Fix pytype errors.

marcenacp · The TensorFlow Datasets Authors · commit d7c97ea5129f · 2024-03-25T08:52:39.000-07:00
PiperOrigin-RevId: 618854330
diff --git a/tensorflow_datasets/core/decode/partial_decode.py b/tensorflow_datasets/core/decode/partial_decode.py
@@ -118,8 +118,9 @@ def _normalize_feature_dict(
     inner_features = {
         k: v for k, v in expected_feature.items() if v is not False  # pylint: disable=g-bool-id-comparison
     }
+    feature = typing.cast(features_lib.FeaturesDict, feature)
     inner_features = {  # Extract the feature subset  # pylint: disable=g-complex-comprehension
-        k: _extract_feature_item(  # pytype: disable=wrong-arg-types  # always-use-return-annotations
+        k: _extract_feature_item(
             feature=feature,
             expected_key=k,
             expected_value=v,
@@ -153,18 +154,17 @@ def _extract_features(
   # Recurse into FeaturesDict, Sequence
   # Use `type` rather than `isinstance` to not recurse into inherited classes.
   if type(feature) == features_lib.FeaturesDict:  # pylint: disable=unidiomatic-typecheck
+    feature = typing.cast(features_lib.FeaturesDict, feature)
     expected_feature = typing.cast(features_lib.FeaturesDict, expected_feature)

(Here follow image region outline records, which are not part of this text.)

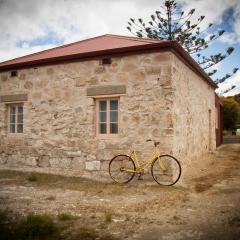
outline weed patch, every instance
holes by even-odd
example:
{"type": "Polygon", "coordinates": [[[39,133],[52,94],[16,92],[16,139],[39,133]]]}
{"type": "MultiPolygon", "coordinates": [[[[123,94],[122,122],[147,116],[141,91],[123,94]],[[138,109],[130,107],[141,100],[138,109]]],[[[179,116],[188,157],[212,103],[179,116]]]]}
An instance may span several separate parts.
{"type": "Polygon", "coordinates": [[[21,240],[58,239],[59,228],[47,215],[30,214],[17,225],[16,235],[21,240]]]}
{"type": "Polygon", "coordinates": [[[73,219],[73,216],[70,213],[59,213],[58,219],[61,221],[68,221],[73,219]]]}

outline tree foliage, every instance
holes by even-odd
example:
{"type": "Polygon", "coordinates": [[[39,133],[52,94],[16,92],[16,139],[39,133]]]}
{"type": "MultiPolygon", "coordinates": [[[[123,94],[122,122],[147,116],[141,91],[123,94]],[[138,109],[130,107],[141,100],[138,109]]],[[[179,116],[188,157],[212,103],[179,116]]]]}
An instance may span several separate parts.
{"type": "MultiPolygon", "coordinates": [[[[165,0],[160,11],[156,11],[151,15],[150,21],[146,23],[142,18],[138,18],[137,20],[130,18],[127,29],[140,38],[177,41],[196,59],[209,76],[213,76],[217,72],[217,69],[210,70],[210,68],[231,55],[234,48],[229,47],[224,53],[217,53],[211,56],[202,55],[201,52],[207,49],[213,41],[221,37],[225,31],[218,30],[215,33],[209,34],[208,32],[213,24],[210,23],[203,29],[201,23],[205,16],[200,16],[196,21],[192,22],[191,17],[194,13],[195,9],[191,9],[187,13],[182,11],[175,0],[165,0]]],[[[227,73],[222,78],[216,79],[215,82],[217,84],[224,82],[236,73],[237,70],[238,68],[234,68],[232,73],[227,73]]]]}
{"type": "Polygon", "coordinates": [[[240,121],[240,104],[234,97],[222,98],[223,103],[223,128],[232,130],[240,121]]]}

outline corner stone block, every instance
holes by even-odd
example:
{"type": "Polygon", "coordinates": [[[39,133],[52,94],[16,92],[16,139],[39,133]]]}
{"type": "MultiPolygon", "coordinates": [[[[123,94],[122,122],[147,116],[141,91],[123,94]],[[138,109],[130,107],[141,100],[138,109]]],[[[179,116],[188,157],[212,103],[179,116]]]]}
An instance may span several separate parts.
{"type": "Polygon", "coordinates": [[[86,162],[86,170],[88,171],[100,170],[100,161],[86,162]]]}

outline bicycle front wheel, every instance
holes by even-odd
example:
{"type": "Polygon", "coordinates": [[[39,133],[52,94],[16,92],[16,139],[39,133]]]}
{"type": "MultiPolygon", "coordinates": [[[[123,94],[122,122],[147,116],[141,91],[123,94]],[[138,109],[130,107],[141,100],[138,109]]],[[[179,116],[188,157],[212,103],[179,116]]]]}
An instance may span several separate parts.
{"type": "Polygon", "coordinates": [[[161,155],[156,158],[151,167],[153,179],[160,185],[172,186],[181,177],[181,165],[171,155],[161,155]]]}
{"type": "Polygon", "coordinates": [[[117,183],[128,183],[135,175],[136,166],[131,157],[117,155],[109,163],[109,174],[117,183]]]}

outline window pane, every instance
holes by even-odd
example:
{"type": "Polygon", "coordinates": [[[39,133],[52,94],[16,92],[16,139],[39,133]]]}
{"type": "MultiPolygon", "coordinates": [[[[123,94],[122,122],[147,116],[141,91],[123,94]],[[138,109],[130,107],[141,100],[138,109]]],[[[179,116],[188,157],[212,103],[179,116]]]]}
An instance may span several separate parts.
{"type": "Polygon", "coordinates": [[[22,106],[18,107],[18,114],[23,114],[23,107],[22,106]]]}
{"type": "Polygon", "coordinates": [[[15,133],[15,125],[10,124],[10,133],[15,133]]]}
{"type": "Polygon", "coordinates": [[[99,112],[99,122],[107,121],[107,112],[99,112]]]}
{"type": "Polygon", "coordinates": [[[110,123],[110,133],[118,133],[118,124],[110,123]]]}
{"type": "Polygon", "coordinates": [[[18,114],[18,123],[23,123],[23,115],[22,114],[18,114]]]}
{"type": "Polygon", "coordinates": [[[107,102],[106,101],[100,101],[99,102],[99,110],[100,111],[106,111],[107,110],[107,102]]]}
{"type": "Polygon", "coordinates": [[[99,124],[99,133],[101,133],[101,134],[107,133],[107,124],[106,123],[99,124]]]}
{"type": "Polygon", "coordinates": [[[110,110],[118,110],[118,100],[110,101],[110,110]]]}
{"type": "Polygon", "coordinates": [[[118,122],[118,112],[117,111],[110,112],[110,122],[118,122]]]}
{"type": "Polygon", "coordinates": [[[10,114],[15,114],[16,113],[16,107],[15,106],[11,106],[10,107],[10,114]]]}
{"type": "Polygon", "coordinates": [[[15,124],[15,115],[10,114],[10,124],[15,124]]]}
{"type": "Polygon", "coordinates": [[[23,132],[23,124],[18,124],[17,125],[17,132],[22,133],[23,132]]]}

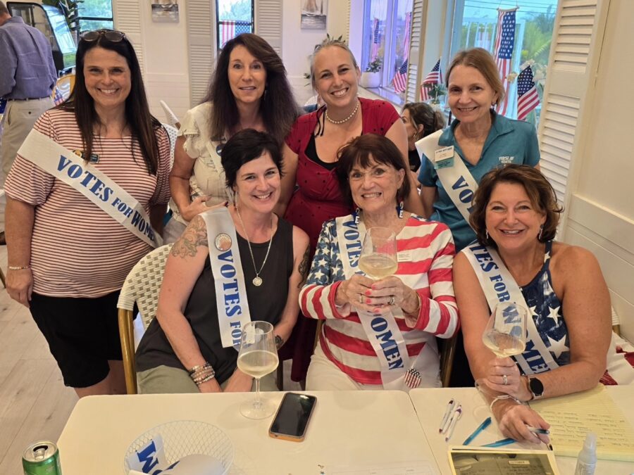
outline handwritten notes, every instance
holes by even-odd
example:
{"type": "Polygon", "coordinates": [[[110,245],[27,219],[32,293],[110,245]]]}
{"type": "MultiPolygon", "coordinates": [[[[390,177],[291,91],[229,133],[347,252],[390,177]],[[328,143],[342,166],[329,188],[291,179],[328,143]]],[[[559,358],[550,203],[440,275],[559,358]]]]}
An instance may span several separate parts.
{"type": "Polygon", "coordinates": [[[634,462],[634,429],[603,385],[530,405],[550,424],[556,455],[576,457],[586,434],[594,432],[599,459],[634,462]]]}

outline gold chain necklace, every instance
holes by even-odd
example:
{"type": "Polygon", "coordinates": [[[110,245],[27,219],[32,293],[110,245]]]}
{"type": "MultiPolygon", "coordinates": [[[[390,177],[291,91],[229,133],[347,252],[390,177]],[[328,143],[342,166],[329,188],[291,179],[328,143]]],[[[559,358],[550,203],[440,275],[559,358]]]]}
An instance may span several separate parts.
{"type": "Polygon", "coordinates": [[[328,120],[328,121],[329,122],[332,123],[332,124],[337,124],[337,125],[345,124],[350,119],[352,119],[353,117],[354,117],[354,114],[356,114],[356,111],[359,110],[359,99],[357,99],[356,100],[356,106],[354,106],[354,110],[352,111],[352,113],[351,113],[349,115],[348,115],[348,117],[347,117],[345,119],[342,119],[341,120],[333,120],[332,119],[331,119],[330,116],[328,115],[328,110],[326,109],[326,113],[325,113],[326,119],[328,120]]]}
{"type": "Polygon", "coordinates": [[[251,260],[253,262],[253,270],[256,273],[256,277],[254,277],[251,281],[256,287],[259,287],[264,281],[262,280],[262,277],[260,277],[260,272],[262,272],[262,270],[264,268],[264,265],[266,263],[266,260],[268,258],[268,251],[271,251],[271,243],[273,242],[273,213],[271,215],[271,237],[268,239],[268,247],[266,248],[266,255],[264,256],[264,260],[262,262],[260,270],[258,270],[255,264],[255,258],[253,256],[253,250],[251,248],[251,238],[249,237],[249,233],[247,232],[247,227],[244,226],[244,222],[242,221],[242,217],[240,216],[240,210],[238,209],[237,206],[235,207],[235,212],[237,213],[240,224],[242,225],[242,229],[244,230],[244,234],[247,234],[247,243],[249,245],[249,253],[251,254],[251,260]]]}

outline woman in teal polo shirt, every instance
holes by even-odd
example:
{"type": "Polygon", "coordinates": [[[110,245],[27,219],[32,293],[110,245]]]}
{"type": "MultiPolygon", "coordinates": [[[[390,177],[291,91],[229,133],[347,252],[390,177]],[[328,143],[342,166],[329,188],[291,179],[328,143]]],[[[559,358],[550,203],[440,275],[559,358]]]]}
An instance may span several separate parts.
{"type": "MultiPolygon", "coordinates": [[[[504,99],[504,89],[488,51],[473,48],[458,53],[449,68],[447,90],[456,120],[442,132],[438,146],[453,146],[453,160],[464,163],[476,184],[487,172],[506,163],[539,167],[535,127],[499,115],[493,109],[504,99]]],[[[426,217],[449,227],[458,252],[476,239],[476,234],[447,194],[435,163],[434,157],[423,156],[418,174],[421,201],[426,217]]],[[[468,208],[472,194],[464,196],[468,208]]]]}

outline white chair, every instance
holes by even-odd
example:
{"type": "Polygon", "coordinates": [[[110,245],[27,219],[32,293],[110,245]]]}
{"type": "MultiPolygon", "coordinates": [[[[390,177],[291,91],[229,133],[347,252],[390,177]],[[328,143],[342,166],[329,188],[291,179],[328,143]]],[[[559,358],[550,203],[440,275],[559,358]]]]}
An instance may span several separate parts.
{"type": "Polygon", "coordinates": [[[147,328],[156,315],[158,291],[163,282],[165,262],[172,244],[157,248],[145,255],[132,267],[125,278],[119,300],[119,336],[123,353],[125,388],[128,394],[137,393],[137,373],[135,369],[135,333],[132,312],[135,303],[141,314],[143,329],[147,328]]]}

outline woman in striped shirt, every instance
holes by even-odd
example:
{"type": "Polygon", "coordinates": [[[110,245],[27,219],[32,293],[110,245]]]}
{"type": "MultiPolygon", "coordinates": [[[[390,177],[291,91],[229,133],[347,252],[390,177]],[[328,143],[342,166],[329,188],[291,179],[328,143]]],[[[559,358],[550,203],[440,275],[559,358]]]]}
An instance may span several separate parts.
{"type": "Polygon", "coordinates": [[[156,243],[170,146],[123,33],[82,37],[70,97],[25,146],[6,181],[8,293],[29,308],[66,386],[125,393],[117,300],[156,243]]]}
{"type": "Polygon", "coordinates": [[[306,388],[440,386],[435,336],[458,329],[452,284],[451,232],[402,208],[409,182],[399,149],[368,134],[339,152],[343,195],[356,210],[324,223],[299,296],[304,315],[324,319],[306,388]],[[372,280],[359,269],[365,230],[396,236],[394,274],[372,280]]]}

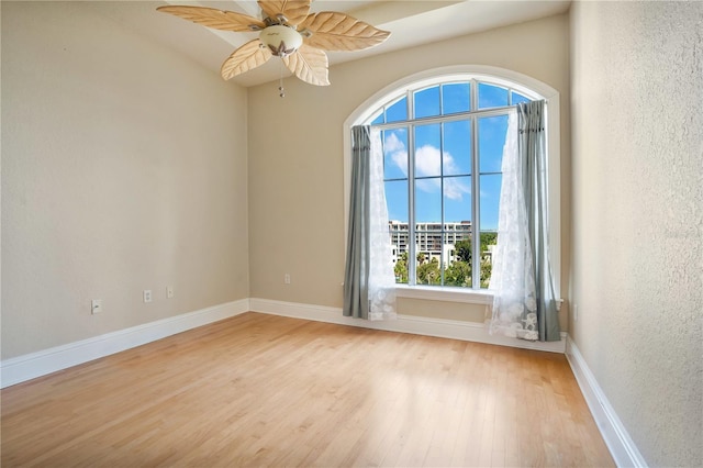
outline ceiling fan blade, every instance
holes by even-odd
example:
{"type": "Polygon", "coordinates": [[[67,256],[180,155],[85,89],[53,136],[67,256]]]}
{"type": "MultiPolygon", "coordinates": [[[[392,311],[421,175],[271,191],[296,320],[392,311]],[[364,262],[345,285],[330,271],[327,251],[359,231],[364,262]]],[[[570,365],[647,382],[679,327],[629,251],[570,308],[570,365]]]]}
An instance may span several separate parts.
{"type": "Polygon", "coordinates": [[[361,51],[378,45],[391,35],[372,25],[336,11],[310,14],[298,27],[312,32],[308,45],[324,51],[361,51]]]}
{"type": "Polygon", "coordinates": [[[283,63],[298,78],[315,86],[328,86],[327,54],[305,44],[294,54],[283,57],[283,63]]]}
{"type": "Polygon", "coordinates": [[[265,18],[277,20],[277,15],[282,14],[286,16],[289,25],[295,26],[308,18],[311,1],[312,0],[258,0],[258,3],[265,18]]]}
{"type": "Polygon", "coordinates": [[[234,11],[215,10],[214,8],[164,5],[156,10],[174,14],[178,18],[182,18],[183,20],[192,21],[193,23],[202,24],[203,26],[214,27],[215,30],[222,31],[234,31],[241,33],[253,31],[256,27],[266,27],[266,23],[254,16],[236,13],[234,11]],[[254,26],[254,29],[252,26],[254,26]]]}
{"type": "Polygon", "coordinates": [[[274,55],[268,47],[261,47],[261,41],[253,40],[232,53],[222,64],[222,78],[225,80],[249,71],[268,62],[274,55]]]}

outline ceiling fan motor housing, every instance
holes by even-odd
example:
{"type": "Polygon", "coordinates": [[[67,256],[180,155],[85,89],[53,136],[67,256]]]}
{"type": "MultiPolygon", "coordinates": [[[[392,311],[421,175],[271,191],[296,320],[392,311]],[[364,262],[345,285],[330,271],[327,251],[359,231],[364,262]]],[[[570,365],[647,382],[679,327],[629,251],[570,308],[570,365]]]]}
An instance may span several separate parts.
{"type": "Polygon", "coordinates": [[[303,37],[300,33],[283,24],[275,24],[264,29],[259,33],[259,40],[271,51],[271,54],[278,57],[292,54],[303,44],[303,37]]]}

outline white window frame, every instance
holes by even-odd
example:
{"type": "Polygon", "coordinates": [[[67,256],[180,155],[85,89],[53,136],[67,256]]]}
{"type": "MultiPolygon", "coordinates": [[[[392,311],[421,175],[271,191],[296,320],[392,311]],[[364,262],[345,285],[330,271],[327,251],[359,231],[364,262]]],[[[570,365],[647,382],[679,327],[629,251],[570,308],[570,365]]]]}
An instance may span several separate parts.
{"type": "MultiPolygon", "coordinates": [[[[526,75],[499,67],[483,65],[460,65],[434,68],[402,78],[376,92],[361,103],[345,120],[343,126],[344,142],[344,235],[347,244],[349,222],[349,191],[352,179],[352,127],[368,122],[381,105],[416,90],[446,81],[477,80],[491,85],[512,88],[531,99],[546,101],[547,121],[547,161],[548,161],[548,200],[549,200],[549,241],[550,260],[555,278],[555,293],[561,297],[561,164],[560,164],[560,118],[559,92],[550,86],[526,75]]],[[[484,289],[457,288],[446,286],[408,286],[397,285],[397,294],[401,298],[439,300],[489,304],[492,293],[484,289]]]]}

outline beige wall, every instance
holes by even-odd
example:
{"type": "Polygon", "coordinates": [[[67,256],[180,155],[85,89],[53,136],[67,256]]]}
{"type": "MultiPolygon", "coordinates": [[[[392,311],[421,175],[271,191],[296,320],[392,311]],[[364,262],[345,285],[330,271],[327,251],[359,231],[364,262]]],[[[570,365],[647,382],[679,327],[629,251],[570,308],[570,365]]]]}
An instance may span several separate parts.
{"type": "Polygon", "coordinates": [[[247,298],[246,156],[245,89],[99,3],[3,1],[2,359],[247,298]]]}
{"type": "Polygon", "coordinates": [[[649,466],[703,460],[703,3],[571,9],[571,336],[649,466]]]}
{"type": "MultiPolygon", "coordinates": [[[[568,285],[568,16],[558,15],[332,67],[332,86],[286,80],[249,89],[252,297],[342,307],[344,121],[390,83],[432,68],[489,65],[531,76],[561,93],[562,285],[568,285]],[[283,283],[283,275],[291,283],[283,283]]],[[[483,305],[465,320],[482,321],[483,305]]],[[[457,319],[458,305],[403,300],[399,312],[457,319]]],[[[566,330],[566,308],[561,317],[566,330]]]]}

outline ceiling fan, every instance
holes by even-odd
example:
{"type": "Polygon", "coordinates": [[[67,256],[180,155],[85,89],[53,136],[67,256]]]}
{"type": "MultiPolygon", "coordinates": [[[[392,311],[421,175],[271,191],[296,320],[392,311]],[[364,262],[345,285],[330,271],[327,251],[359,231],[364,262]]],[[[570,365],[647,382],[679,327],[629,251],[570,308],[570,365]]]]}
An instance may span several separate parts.
{"type": "MultiPolygon", "coordinates": [[[[330,85],[324,51],[361,51],[386,41],[390,33],[349,16],[323,11],[310,13],[312,0],[258,0],[261,20],[234,11],[205,7],[164,5],[158,11],[222,31],[258,31],[222,64],[225,80],[280,57],[301,80],[330,85]]],[[[283,97],[282,87],[280,88],[283,97]]]]}

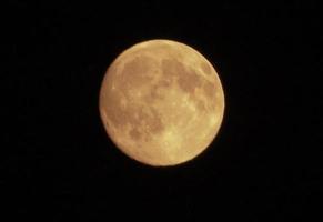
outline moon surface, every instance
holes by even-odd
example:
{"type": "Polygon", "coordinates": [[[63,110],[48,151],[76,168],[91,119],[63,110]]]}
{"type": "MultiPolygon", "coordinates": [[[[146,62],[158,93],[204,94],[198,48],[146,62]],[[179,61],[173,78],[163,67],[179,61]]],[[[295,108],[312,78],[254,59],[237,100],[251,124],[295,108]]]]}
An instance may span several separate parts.
{"type": "Polygon", "coordinates": [[[196,50],[150,40],[112,62],[99,108],[108,135],[123,153],[166,167],[192,160],[214,140],[224,93],[216,71],[196,50]]]}

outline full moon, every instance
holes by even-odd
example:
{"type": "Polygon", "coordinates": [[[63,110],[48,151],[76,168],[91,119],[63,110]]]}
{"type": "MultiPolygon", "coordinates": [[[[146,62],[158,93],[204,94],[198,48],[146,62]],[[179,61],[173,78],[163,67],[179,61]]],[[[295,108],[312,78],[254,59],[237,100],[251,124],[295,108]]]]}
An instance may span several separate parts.
{"type": "Polygon", "coordinates": [[[214,140],[224,93],[212,64],[193,48],[150,40],[123,51],[108,68],[99,109],[112,142],[153,167],[176,165],[214,140]]]}

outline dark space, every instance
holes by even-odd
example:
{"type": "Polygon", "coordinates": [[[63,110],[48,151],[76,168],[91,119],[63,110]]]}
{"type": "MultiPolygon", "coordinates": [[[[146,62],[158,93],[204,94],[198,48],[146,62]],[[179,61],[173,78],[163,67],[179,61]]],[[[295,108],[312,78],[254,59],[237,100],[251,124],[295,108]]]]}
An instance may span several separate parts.
{"type": "Polygon", "coordinates": [[[42,221],[320,216],[322,12],[297,2],[8,1],[1,211],[42,221]],[[195,48],[224,88],[220,134],[176,168],[127,158],[99,115],[107,68],[149,39],[195,48]]]}

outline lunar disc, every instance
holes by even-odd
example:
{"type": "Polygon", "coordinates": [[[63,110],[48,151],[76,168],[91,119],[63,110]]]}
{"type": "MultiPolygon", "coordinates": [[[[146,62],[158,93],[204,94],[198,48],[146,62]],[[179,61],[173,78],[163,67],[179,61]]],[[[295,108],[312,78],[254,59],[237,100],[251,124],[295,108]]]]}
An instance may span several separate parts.
{"type": "Polygon", "coordinates": [[[108,135],[123,153],[149,165],[175,165],[214,140],[224,93],[200,52],[176,41],[150,40],[112,62],[99,108],[108,135]]]}

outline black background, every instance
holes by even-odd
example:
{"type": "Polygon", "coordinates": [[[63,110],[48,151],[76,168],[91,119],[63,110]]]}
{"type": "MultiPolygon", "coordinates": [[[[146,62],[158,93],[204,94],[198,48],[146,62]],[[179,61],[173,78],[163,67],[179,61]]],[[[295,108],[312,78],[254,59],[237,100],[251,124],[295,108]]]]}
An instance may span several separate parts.
{"type": "Polygon", "coordinates": [[[8,6],[1,190],[9,194],[2,200],[11,216],[287,221],[322,209],[319,6],[8,6]],[[225,92],[220,134],[203,154],[176,168],[130,160],[99,117],[109,64],[130,46],[155,38],[203,53],[225,92]]]}

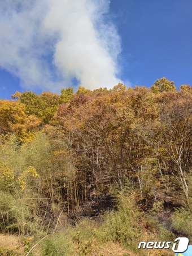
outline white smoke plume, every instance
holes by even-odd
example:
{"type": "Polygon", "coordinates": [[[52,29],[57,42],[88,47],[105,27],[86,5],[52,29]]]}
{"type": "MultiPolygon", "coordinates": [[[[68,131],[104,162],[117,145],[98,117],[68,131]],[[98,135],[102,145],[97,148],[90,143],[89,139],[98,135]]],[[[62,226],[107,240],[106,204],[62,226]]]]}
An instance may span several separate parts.
{"type": "Polygon", "coordinates": [[[120,38],[108,0],[2,0],[0,67],[21,85],[59,92],[120,81],[120,38]]]}

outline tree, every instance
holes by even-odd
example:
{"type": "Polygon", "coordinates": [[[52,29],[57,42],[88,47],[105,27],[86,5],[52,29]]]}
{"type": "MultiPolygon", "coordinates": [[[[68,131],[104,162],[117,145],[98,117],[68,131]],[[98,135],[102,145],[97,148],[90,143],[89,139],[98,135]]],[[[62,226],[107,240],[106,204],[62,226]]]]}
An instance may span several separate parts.
{"type": "Polygon", "coordinates": [[[176,90],[174,85],[174,82],[170,81],[165,77],[162,77],[160,80],[158,79],[151,86],[151,92],[155,93],[162,93],[163,92],[174,91],[176,90]]]}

-    return features_lib.FeaturesDict(
-        {  # Extract the feature subset  # pylint: disable=g-complex-comprehension
-            k: _extract_feature_item(  # pytype: disable=wrong-arg-types  # always-use-return-annotations
-                feature=feature,
-                expected_key=k,
-                expected_value=v,
-                fn=_extract_features,
-            )
-            for k, v in expected_feature.items()
-        }
-    )
+    return features_lib.FeaturesDict({  # Extract the feature subset  # pylint: disable=g-complex-comprehension
+        k: _extract_feature_item(
+            feature=feature,
+            expected_key=k,
+            expected_value=v,
+            fn=_extract_features,
+        )
+        for k, v in expected_feature.items()
+    })
   elif type(feature) == features_lib.Sequence:  # pylint: disable=unidiomatic-typecheck
     feature = typing.cast(features_lib.Sequence, feature)
     expected_feature = typing.cast(features_lib.Sequence, expected_feature)
diff --git a/tensorflow_datasets/core/load.py b/tensorflow_datasets/core/load.py
@@ -433,7 +433,7 @@ def load_all_datasets(
       `dict` of `dataset_names` mapping to a `dict` of {`split_name`:
       tf.data.Dataset} for each desired datasets.
     """
-    return self.load_datasets(  # pytype: disable=wrong-arg-types
+    return self.load_datasets(
         datasets=self.datasets.keys(), split=split, loader_kwargs=loader_kwargs
     )
 
diff --git a/tensorflow_datasets/datasets/kddcup99/kddcup99_dataset_builder.py b/tensorflow_datasets/datasets/kddcup99/kddcup99_dataset_builder.py
@@ -245,5 +245,5 @@ def _generate_examples(self, gz_path):
           row['root_shell'] = bool_utils.parse_bool(row['root_shell'])
           row['is_hot_login'] = bool_utils.parse_bool(row['is_hot_login'])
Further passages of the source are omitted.